I took f(x) = |x| and g(x) = arcsin(x) , does this work as a counter example?

I took f(x) = |x| and g(x) = arcsin(x) , does this work as a counter example?

No, since the limit

$$\lim_{x\rightarrow 1}{\frac{|x|}{arcsin(x)}}$$

doesn't exist.

In fact, let's try to prove this thingy. Can you first work out what f(0) is?

its the limit as x --> 0 that i want though?

Sorry, typo. That 1 should have been a 0 in the limit...

Ok, why doesnt the limit exist? Can i not apply l'Hopitals?

You can only use l'Hopital when both functions are differentiable at 0. And |x| is not.
If you graph the function (see http://www.wolframalpha.com/input/?i=abs(x)/arcsin(x) ) then you'll see that the limit doesn't exist (i.e. the left and right limits do not agree)

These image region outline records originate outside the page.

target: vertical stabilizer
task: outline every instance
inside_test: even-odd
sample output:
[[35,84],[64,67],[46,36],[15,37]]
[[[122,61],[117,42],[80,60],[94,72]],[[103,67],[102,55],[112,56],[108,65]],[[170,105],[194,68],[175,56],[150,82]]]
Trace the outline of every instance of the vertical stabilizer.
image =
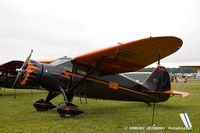
[[164,92],[170,90],[170,76],[167,69],[162,66],[158,66],[143,83],[143,85],[150,91]]

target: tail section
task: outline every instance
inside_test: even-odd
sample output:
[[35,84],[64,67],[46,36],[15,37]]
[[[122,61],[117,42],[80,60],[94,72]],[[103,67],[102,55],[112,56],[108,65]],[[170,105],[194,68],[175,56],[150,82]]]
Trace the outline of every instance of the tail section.
[[164,92],[170,90],[170,76],[167,69],[162,66],[158,66],[143,83],[143,85],[150,91]]

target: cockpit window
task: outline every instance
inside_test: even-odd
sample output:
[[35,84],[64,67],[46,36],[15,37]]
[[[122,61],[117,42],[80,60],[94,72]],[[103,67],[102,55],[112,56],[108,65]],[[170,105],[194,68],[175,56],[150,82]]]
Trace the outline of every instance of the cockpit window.
[[63,58],[59,58],[59,59],[55,60],[54,62],[52,62],[50,64],[53,66],[57,66],[57,65],[63,64],[68,61],[71,61],[71,59],[67,58],[67,57],[63,57]]
[[66,58],[66,57],[57,59],[54,62],[52,62],[50,65],[57,66],[60,69],[63,69],[64,71],[69,71],[69,72],[72,72],[72,68],[73,68],[71,59]]

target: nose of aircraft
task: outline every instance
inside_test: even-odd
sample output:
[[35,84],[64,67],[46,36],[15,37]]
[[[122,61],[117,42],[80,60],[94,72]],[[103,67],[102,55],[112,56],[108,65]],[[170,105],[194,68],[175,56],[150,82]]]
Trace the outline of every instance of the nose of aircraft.
[[20,84],[37,87],[40,84],[43,66],[39,62],[31,60],[22,72]]

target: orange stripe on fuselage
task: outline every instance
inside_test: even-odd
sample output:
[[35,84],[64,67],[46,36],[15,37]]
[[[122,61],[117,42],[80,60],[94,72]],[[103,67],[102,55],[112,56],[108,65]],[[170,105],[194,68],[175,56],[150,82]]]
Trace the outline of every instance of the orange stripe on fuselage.
[[[72,76],[72,77],[76,77],[76,78],[82,78],[83,77],[81,75],[73,74],[73,73],[70,73],[70,72],[65,72],[65,74],[67,74],[69,76]],[[59,74],[59,75],[62,76],[62,77],[64,77],[62,74]],[[100,83],[100,84],[103,84],[103,85],[109,85],[108,82],[97,80],[97,79],[94,79],[94,78],[91,78],[91,77],[87,77],[86,80],[97,82],[97,83]],[[142,93],[142,92],[139,92],[139,91],[135,91],[135,90],[131,90],[131,89],[128,89],[128,88],[125,88],[125,87],[122,87],[122,86],[118,86],[118,89],[129,91],[129,92],[132,92],[132,93],[137,93],[137,94],[144,95],[144,96],[147,96],[147,97],[151,97],[148,94],[145,94],[145,93]]]

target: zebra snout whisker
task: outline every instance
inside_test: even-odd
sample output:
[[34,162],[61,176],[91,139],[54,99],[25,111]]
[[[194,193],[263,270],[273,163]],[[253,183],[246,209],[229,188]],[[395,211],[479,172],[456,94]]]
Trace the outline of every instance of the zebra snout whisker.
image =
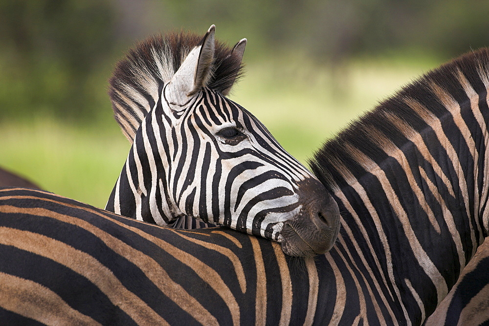
[[338,205],[319,181],[311,178],[299,185],[302,209],[282,228],[282,248],[290,256],[324,254],[333,246],[339,231]]

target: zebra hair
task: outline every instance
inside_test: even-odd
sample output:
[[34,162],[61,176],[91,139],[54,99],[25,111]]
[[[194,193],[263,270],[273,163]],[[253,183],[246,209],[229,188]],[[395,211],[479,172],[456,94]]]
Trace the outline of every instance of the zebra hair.
[[[130,49],[117,64],[109,81],[109,95],[115,120],[132,143],[141,121],[155,105],[158,89],[168,83],[190,51],[201,45],[201,36],[190,33],[168,33],[149,37]],[[219,41],[214,60],[203,86],[224,95],[243,76],[239,53]],[[242,53],[241,53],[242,55]]]

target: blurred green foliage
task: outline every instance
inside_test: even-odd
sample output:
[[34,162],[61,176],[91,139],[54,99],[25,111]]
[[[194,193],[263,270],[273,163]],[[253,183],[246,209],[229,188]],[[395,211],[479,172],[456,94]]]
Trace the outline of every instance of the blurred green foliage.
[[129,149],[107,95],[127,49],[180,29],[248,39],[233,100],[305,162],[422,71],[489,45],[480,0],[2,0],[0,166],[102,207]]
[[248,39],[248,60],[300,52],[337,67],[359,54],[447,57],[485,45],[488,12],[479,0],[3,0],[0,117],[92,121],[108,109],[116,58],[159,31],[215,23],[220,39]]

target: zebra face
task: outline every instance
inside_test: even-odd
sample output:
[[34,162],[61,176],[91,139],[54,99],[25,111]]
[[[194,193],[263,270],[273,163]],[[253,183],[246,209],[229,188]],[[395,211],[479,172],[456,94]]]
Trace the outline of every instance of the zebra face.
[[256,118],[206,87],[176,111],[167,87],[151,119],[167,144],[155,155],[174,158],[162,175],[176,218],[281,241],[293,256],[331,248],[339,226],[336,202]]
[[[325,252],[339,230],[337,205],[252,114],[225,97],[246,40],[215,51],[214,33],[211,26],[175,72],[168,63],[185,52],[177,45],[188,36],[172,36],[161,49],[143,43],[120,64],[111,96],[123,131],[134,136],[107,209],[164,225],[192,217],[280,241],[294,256]],[[146,102],[151,109],[135,131]]]

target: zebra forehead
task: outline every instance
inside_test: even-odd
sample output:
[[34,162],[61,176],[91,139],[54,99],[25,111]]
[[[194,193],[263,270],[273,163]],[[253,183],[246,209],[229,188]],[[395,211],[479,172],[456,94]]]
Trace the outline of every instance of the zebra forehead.
[[[157,102],[161,87],[172,78],[202,36],[174,32],[150,37],[128,51],[116,65],[109,80],[109,94],[116,120],[132,142],[138,125]],[[204,86],[219,93],[231,88],[243,74],[239,54],[219,41],[215,42],[212,73]],[[126,123],[128,117],[131,123]],[[131,128],[129,128],[129,126]]]

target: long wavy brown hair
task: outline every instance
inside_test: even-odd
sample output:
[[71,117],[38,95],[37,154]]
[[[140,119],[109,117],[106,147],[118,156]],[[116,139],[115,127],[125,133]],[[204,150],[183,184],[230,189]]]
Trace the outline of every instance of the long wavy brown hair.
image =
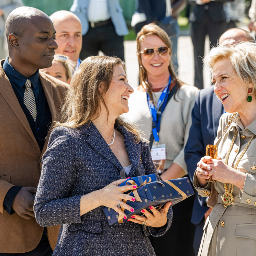
[[[63,126],[77,128],[85,124],[88,125],[98,117],[101,111],[101,102],[108,107],[103,97],[109,88],[115,67],[122,66],[125,71],[124,63],[118,58],[107,56],[93,56],[87,58],[80,65],[71,80],[62,110],[62,119],[56,126]],[[100,93],[100,84],[104,85]],[[136,135],[139,142],[141,136],[138,130],[120,117],[115,121]]]
[[142,85],[143,88],[146,89],[147,92],[148,93],[151,100],[153,102],[153,92],[151,89],[151,87],[148,82],[147,71],[142,65],[142,62],[141,61],[141,54],[140,53],[140,52],[143,49],[141,49],[141,43],[142,42],[143,42],[146,36],[149,35],[157,35],[170,49],[169,50],[170,53],[170,61],[168,68],[171,77],[172,79],[172,80],[176,80],[177,81],[176,84],[177,86],[177,90],[174,94],[175,98],[175,95],[180,88],[181,85],[183,83],[178,78],[174,71],[173,64],[170,57],[172,53],[171,44],[168,35],[162,29],[153,23],[145,25],[142,27],[141,31],[138,33],[136,38],[137,55],[138,56],[139,66],[140,67],[140,84]]

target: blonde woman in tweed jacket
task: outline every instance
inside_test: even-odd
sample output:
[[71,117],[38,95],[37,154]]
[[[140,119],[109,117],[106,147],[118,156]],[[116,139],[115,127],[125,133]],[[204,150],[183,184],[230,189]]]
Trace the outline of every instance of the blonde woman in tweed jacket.
[[[129,110],[133,89],[124,64],[116,58],[87,58],[74,76],[63,109],[64,119],[53,131],[43,161],[35,199],[37,221],[43,226],[61,224],[54,255],[155,255],[149,240],[169,227],[168,203],[145,217],[110,226],[104,206],[126,216],[117,205],[134,201],[119,187],[125,177],[155,173],[148,143],[119,117]],[[141,157],[142,161],[140,160]],[[158,177],[159,178],[159,177]]]

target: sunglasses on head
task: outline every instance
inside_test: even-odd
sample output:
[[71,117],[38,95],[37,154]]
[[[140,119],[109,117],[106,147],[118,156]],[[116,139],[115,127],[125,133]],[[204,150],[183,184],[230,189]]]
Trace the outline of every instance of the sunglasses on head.
[[150,59],[154,56],[155,53],[155,50],[156,50],[157,54],[160,56],[166,55],[170,49],[167,46],[161,46],[160,47],[155,47],[154,48],[146,48],[140,52],[140,53],[142,53],[145,58]]

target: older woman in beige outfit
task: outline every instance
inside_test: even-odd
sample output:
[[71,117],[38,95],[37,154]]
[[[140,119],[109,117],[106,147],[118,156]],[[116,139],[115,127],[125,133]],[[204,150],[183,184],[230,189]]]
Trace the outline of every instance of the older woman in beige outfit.
[[[255,255],[256,45],[214,48],[204,62],[212,71],[215,93],[228,113],[221,118],[214,142],[220,158],[203,157],[194,176],[200,195],[210,195],[214,189],[218,194],[198,255]],[[215,181],[213,189],[206,180],[210,177]]]

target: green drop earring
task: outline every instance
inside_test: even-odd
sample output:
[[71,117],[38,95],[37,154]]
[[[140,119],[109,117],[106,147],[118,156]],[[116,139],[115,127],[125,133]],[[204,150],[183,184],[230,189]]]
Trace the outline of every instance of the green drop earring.
[[251,102],[252,99],[252,98],[251,94],[253,92],[253,88],[252,87],[248,87],[247,88],[247,93],[249,94],[248,97],[247,97],[247,101],[248,102]]

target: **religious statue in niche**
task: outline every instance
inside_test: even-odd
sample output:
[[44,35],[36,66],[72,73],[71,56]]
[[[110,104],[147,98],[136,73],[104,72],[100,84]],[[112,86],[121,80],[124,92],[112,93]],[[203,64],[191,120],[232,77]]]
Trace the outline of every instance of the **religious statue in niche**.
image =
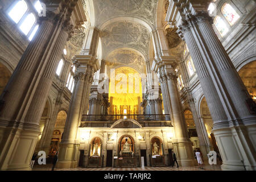
[[159,155],[159,150],[158,150],[158,148],[159,148],[159,146],[158,146],[156,143],[155,142],[154,143],[154,155]]
[[151,154],[152,155],[162,155],[162,142],[157,137],[154,137],[151,140]]
[[94,154],[93,154],[93,155],[98,155],[98,143],[94,144],[93,147],[94,147],[93,151],[94,152]]
[[113,134],[112,134],[112,133],[108,134],[108,142],[112,142],[113,140],[112,136],[113,136]]
[[96,137],[92,143],[91,156],[98,156],[101,155],[101,139]]
[[133,155],[133,140],[130,138],[130,137],[125,136],[120,141],[119,148],[120,151],[119,154],[121,156]]
[[145,140],[145,134],[141,134],[141,141],[144,141]]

hmm thats odd, in my lecture notes i have a definition which says suppose f and g are differentiable at all x in (a,b) \ {c} and g'(x) doesnt = 0 for all x in (a,b)\{c} then
if l = limf'(c)/g'(c) as x--> c exists and = l then it is the limit as x--> x of f(x)/g(x)??

Now im really confused?

hmm thats odd, in my lecture notes i have a definition which says suppose f and g are differentiable at all x in (a,b) \ {c} and g'(x) doesnt = 0 for all x in (a,b)\{c} then
if l = limf'(c)/g'(c) as x--> c exists and = l then it is the limit as x--> x of f(x)/g(x)??

Now im really confused?

Yes, I'm sorry, your lecture notes are correct. But the limit still doesn't exist, like you can see in my link...

ok. So its true?

Try to prove it and find out!

You'll need to calculate

$$\lim_{h\rightarrow 0}{\frac{f(h)-f(0)}{h}}$$

So you'll need to know what f(0) is first...

is it 0? since thats the only way we would get f(x) / g(x) -> 1 as x-> 0 ?

Yes, it's 0! So you'll only need to calculate

$$\lim_{h\rightarrow 0}{\frac{f(h)}{h}}$$

now...

ermmm so do i say since f is continuous lim f(h) as h->0 = f(0) = 0
So the whole thing tends to one? argh not sure !?

ermmm so do i say since f is continuous lim f(h) as h->0 = f(0) = 0
So the whole thing tends to one? argh not sure !?

f(h) tends to 0, but h also tends to 0, so you have a "0/0" situation. You cannot say that the whole thing tends to 1...

L hopitals?

No, since you don't know if f is differentiable.

Try to do something with your g...

No idea what you mean.. how can i use g to show something about f

You could introduce g in that limit somehow.